Overview of tasks and lectures

The length of this course in the 1st semester is 6 weeks (a lecture and practical classes of 36 hours in total).

Topic of lecture:

1. Computing in biomedicine. Introduction.

Topics of the practical classes:

The practical class 1

  • Basic problems of computational neurophysiology. Practical approaches to data preparation.
  • Typical algorithms for solving computational tasks in neurophysiology. Application of parallel algorithms and software systems.
  • Presentation of the results of neural networks numerical simulations.

The practical class 2

  • Large and very large image processing problems. Preparation of the images for parallel processing.
  • Typical image processing algorithms, application of the parallel algorithms and software systems.
  • Presentation of the results of solving image processing problems.

The practical class 3

  • Statistical processing of very large biomedical data.
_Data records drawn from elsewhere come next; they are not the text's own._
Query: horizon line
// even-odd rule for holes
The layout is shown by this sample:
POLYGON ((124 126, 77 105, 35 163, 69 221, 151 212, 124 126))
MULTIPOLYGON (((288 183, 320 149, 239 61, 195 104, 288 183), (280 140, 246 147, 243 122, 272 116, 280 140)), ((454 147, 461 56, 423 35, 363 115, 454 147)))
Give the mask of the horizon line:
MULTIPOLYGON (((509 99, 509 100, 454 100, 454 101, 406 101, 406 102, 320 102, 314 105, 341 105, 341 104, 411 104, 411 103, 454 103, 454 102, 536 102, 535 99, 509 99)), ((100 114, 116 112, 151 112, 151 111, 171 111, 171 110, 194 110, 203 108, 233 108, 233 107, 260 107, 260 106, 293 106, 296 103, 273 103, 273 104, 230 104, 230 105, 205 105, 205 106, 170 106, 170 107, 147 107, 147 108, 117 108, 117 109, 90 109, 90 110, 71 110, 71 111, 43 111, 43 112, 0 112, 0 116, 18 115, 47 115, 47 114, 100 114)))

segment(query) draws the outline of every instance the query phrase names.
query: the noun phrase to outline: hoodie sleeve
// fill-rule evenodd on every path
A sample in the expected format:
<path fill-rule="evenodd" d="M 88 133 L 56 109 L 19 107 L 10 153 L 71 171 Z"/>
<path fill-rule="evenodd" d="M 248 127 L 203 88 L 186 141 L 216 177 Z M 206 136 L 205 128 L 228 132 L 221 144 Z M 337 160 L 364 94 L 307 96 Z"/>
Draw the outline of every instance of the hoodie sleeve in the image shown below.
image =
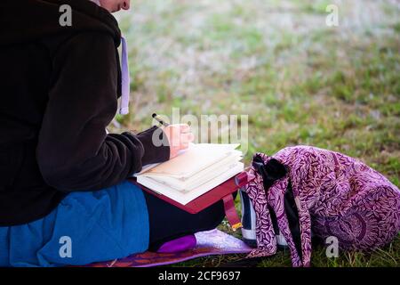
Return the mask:
<path fill-rule="evenodd" d="M 156 127 L 133 134 L 107 134 L 117 109 L 119 62 L 113 38 L 82 33 L 52 58 L 52 81 L 39 134 L 36 157 L 46 183 L 63 191 L 115 185 L 143 165 L 168 160 L 156 147 Z"/>

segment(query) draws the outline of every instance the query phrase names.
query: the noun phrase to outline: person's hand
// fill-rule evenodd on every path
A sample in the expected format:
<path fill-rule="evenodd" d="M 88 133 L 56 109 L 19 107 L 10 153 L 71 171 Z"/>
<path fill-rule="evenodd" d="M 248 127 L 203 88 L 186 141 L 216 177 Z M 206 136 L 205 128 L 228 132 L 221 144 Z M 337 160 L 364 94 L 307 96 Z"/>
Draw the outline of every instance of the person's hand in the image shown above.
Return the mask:
<path fill-rule="evenodd" d="M 188 124 L 169 125 L 162 129 L 168 139 L 170 159 L 176 157 L 180 150 L 188 149 L 189 142 L 195 139 Z"/>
Preparing data for the supercomputer systems.
  • Typical algorithms of biomedical data statistical processing.
  • Presentation of the results of  biomedical data statistical processing.

The practical classes involve 3 seminars for students (3 hours each), 3 practical work (19 hours in total), and 3 presentations (2 hours each) with a task of solving typical biomedical data processing issues using a high-performance computing cluster.

Position within the programme

This is a unique course of the programme, which relates to the application of high performance computing in solving biomedical data processing issues. The knowledge and skills are important for the study and application of modern research methods and mathematical modelling in biomedicine. This module provides a framework for the courses High-performance Computing in Biomedicine and Data Analysis in Biomedicine.

Teaching format

Structure

The course is scheduled for the first semester. The course involves 108 hours, including 36 hours in the classroom. The sections of the course are given 6 weeks (a lecture and practical classes of 36 hours). Lecture is given in a multimedia auditorium, equipped with technical means for video conferencing, as well as presentation and interactive equipment. Practical classes are given with the use of remote access technology to high-performance computing cluster resources.

Grading

The form of final assessment is an credit  test. The credit  test consists of an overall grade for the performance quality of practical tasks included in the mandatory minimum, testing of the practical skills and knowledge of the program and an oral exam on theory.